A seleção japonesa está atualmente na 19ª posição no ranking mundial da FIFA e entra na Copa do Mundo Eles esperam repetir a participação nas quartas de final no torneio de 2002 que co-organizaram. A posição moderna do Japão no futebol contemporâneo e o nível de expectativas que isso acarreta dizem muito sobre o quanto o futebol mudou no Japão ao longo do tempo.
Uma grande razão para esta melhoria pode ser atribuída a Dettmar Cramer, um treinador alemão quase esquecido que chegou ao Japão no início dos anos 1960 e foi encarregado de liderar a seleção nacional antes dos Jogos Olímpicos de 1964, que seriam realizados em Tóquio. Kramer, nascido em Dortmund, teve uma carreira de jogador pouco distinta, seguida por uma carreira de treinador igualmente medíocre, treinando pequenas equipas regionais no norte da Alemanha – certamente nada que sugira que um dia conquistaria o respeito dos grandes nomes do futebol alemão, como Franz Beckenbauer, que o chamou de “o professor de futebol”.
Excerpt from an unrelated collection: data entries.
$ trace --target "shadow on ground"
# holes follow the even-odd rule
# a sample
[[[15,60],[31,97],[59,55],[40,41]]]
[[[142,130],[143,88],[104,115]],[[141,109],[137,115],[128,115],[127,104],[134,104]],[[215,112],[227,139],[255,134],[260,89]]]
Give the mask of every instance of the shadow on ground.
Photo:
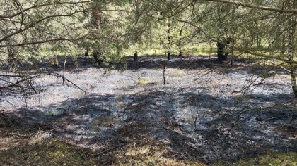
[[[18,116],[29,128],[47,127],[40,129],[50,132],[52,139],[93,149],[92,156],[101,165],[233,162],[297,149],[296,110],[272,108],[239,113],[264,101],[277,104],[269,96],[250,96],[258,101],[253,105],[150,86],[135,94],[91,94],[58,106],[22,109]],[[198,117],[197,131],[193,113]],[[18,125],[23,124],[13,127]]]

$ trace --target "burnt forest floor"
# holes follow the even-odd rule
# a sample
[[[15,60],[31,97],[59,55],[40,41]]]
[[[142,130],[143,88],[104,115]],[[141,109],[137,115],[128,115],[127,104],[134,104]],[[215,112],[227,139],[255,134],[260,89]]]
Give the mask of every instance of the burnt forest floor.
[[[163,56],[122,71],[92,60],[64,73],[87,93],[44,76],[25,99],[0,94],[0,165],[296,165],[297,101],[281,69],[173,56],[163,85]]]

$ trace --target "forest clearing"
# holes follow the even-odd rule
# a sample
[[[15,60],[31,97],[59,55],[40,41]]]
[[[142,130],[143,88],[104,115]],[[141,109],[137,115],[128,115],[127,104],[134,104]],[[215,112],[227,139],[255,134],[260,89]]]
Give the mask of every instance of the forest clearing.
[[[295,0],[0,1],[0,165],[297,165]]]

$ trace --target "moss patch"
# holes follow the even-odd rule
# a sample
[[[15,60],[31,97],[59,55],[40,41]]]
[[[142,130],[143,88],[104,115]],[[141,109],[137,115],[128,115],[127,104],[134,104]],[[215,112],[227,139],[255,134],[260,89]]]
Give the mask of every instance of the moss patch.
[[[148,78],[139,78],[137,81],[137,84],[146,84],[150,82]]]
[[[214,165],[269,165],[269,166],[296,166],[297,165],[297,153],[291,152],[274,153],[269,155],[262,155],[257,158],[245,158],[235,163],[216,162]]]
[[[0,151],[4,165],[90,165],[95,163],[93,152],[58,140],[33,146],[16,146]]]

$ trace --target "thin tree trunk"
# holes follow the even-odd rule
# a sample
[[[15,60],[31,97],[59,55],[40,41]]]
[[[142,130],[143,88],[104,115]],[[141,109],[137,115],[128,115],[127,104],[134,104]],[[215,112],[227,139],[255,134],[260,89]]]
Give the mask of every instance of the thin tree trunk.
[[[180,37],[178,39],[178,49],[179,49],[179,53],[178,56],[182,56],[182,27],[180,30]]]
[[[296,6],[296,2],[293,2],[293,6]],[[289,32],[289,60],[290,61],[290,75],[292,84],[292,89],[295,94],[295,97],[297,98],[297,83],[296,83],[296,76],[295,74],[295,69],[296,66],[293,63],[295,57],[295,32],[296,28],[295,15],[292,15],[289,16],[289,22],[291,28]]]
[[[137,62],[137,60],[138,60],[138,52],[137,51],[134,52],[134,56],[133,57],[133,60],[134,60],[134,63]]]

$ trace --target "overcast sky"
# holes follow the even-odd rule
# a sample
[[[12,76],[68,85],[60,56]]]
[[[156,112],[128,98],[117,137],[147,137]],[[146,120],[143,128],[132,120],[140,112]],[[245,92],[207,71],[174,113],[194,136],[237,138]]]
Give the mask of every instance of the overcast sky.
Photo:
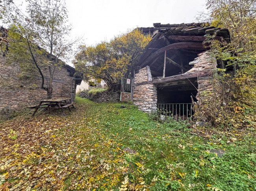
[[[24,0],[14,0],[21,10]],[[178,24],[196,22],[205,9],[206,0],[66,0],[71,36],[83,37],[80,43],[94,45],[153,23]],[[24,10],[22,10],[25,11]],[[72,64],[67,63],[70,65]]]
[[[153,23],[190,23],[205,0],[66,0],[72,35],[87,45]]]

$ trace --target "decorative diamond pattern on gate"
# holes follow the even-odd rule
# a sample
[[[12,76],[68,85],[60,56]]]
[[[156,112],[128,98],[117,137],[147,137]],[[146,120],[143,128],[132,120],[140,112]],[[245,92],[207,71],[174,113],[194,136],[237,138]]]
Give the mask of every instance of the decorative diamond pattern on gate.
[[[131,93],[122,92],[121,101],[127,101],[130,100]]]

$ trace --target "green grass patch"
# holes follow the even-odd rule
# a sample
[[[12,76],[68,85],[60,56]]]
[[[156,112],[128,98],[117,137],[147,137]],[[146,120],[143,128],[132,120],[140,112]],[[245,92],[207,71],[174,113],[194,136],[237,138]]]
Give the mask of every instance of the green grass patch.
[[[254,129],[239,133],[195,129],[187,123],[153,120],[130,102],[97,104],[79,97],[76,101],[76,110],[67,118],[53,113],[31,118],[28,124],[35,125],[29,131],[43,131],[40,138],[33,133],[30,142],[18,144],[26,135],[19,131],[24,124],[15,129],[11,121],[6,122],[18,136],[3,139],[3,144],[20,155],[16,160],[9,160],[15,153],[6,158],[7,167],[0,173],[9,173],[2,178],[9,188],[19,184],[13,178],[9,182],[6,177],[11,175],[41,190],[53,185],[63,190],[256,189]],[[30,154],[19,152],[23,145],[30,146],[22,150]],[[212,149],[225,152],[220,157]],[[11,171],[13,166],[22,168]],[[30,178],[24,178],[25,169]]]
[[[88,91],[88,94],[92,94],[93,95],[96,95],[98,93],[102,92],[102,91],[106,91],[107,89],[106,88],[93,88],[91,89]]]

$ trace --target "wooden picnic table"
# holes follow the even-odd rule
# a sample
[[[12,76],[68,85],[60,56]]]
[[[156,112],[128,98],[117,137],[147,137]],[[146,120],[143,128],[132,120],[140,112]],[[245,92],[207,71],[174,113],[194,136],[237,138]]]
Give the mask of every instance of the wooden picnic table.
[[[63,111],[63,108],[67,108],[70,111],[71,110],[69,107],[72,106],[73,108],[74,108],[74,103],[72,102],[71,99],[69,98],[52,98],[49,100],[39,100],[39,103],[38,106],[33,107],[30,107],[31,108],[35,109],[35,110],[32,115],[34,116],[35,113],[39,109],[45,109],[45,110],[49,109],[61,109],[62,112],[62,114],[64,116],[66,115]],[[47,107],[45,107],[47,106]]]

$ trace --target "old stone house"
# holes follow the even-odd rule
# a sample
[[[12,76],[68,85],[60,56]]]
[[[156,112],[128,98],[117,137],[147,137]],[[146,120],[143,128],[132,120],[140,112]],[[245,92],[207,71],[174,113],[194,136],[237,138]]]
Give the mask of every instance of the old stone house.
[[[163,113],[191,116],[192,99],[202,102],[202,92],[212,89],[213,69],[221,64],[204,44],[206,35],[230,40],[228,31],[201,23],[154,24],[141,28],[152,39],[135,60],[131,99],[146,112],[158,109]]]
[[[7,63],[6,58],[0,56],[0,118],[8,118],[14,111],[21,109],[46,99],[47,92],[40,89],[41,78],[38,76],[20,75],[19,64]],[[47,66],[40,68],[47,82],[50,78]],[[76,85],[80,78],[74,75],[76,71],[65,64],[58,66],[53,80],[53,97],[65,97],[74,99]]]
À medida que sua carreira dá um passo à frente Em 1948, foi nomeado olheiro e treinador da Liga Alemã de Futebol (DFB). Seu excelente trabalho levou à sua nomeação como técnico da seleção japonesa por meio de um acordo entre a Alemanha Ocidental e a Federação Japonesa de Futebol. O Japão precisa desesperadamente de novos rostos e novas ideias. Duas derrotas para a Coreia do Sul custaram-lhes a qualificação para o Campeonato do Mundo de 1962, enquanto outras derrotas humilhantes contra a Índia, Birmânia, Singapura e Vietname do Sul puseram em evidência a extensão do seu estatuto em declínio. Apenas um mês antes das Olimpíadas de 1964, foram derrotados por 4 a 0 pelo Camboja no Campeonato da Independência.
A verdadeira virada ocorreu quando a competição olímpica de futebol começou oficialmente. Em 14 de outubro de 1964, no Estádio Komazawa, a seleção japonesa marcou dois gols nos últimos 10 minutos para derrotar a Argentina por 3 a 2. Seguiu-se uma derrota para o Gana, mas uma vitória inicial garantiu a passagem aos quartos-de-final, onde a Checoslováquia foi mais experiente e venceu confortavelmente.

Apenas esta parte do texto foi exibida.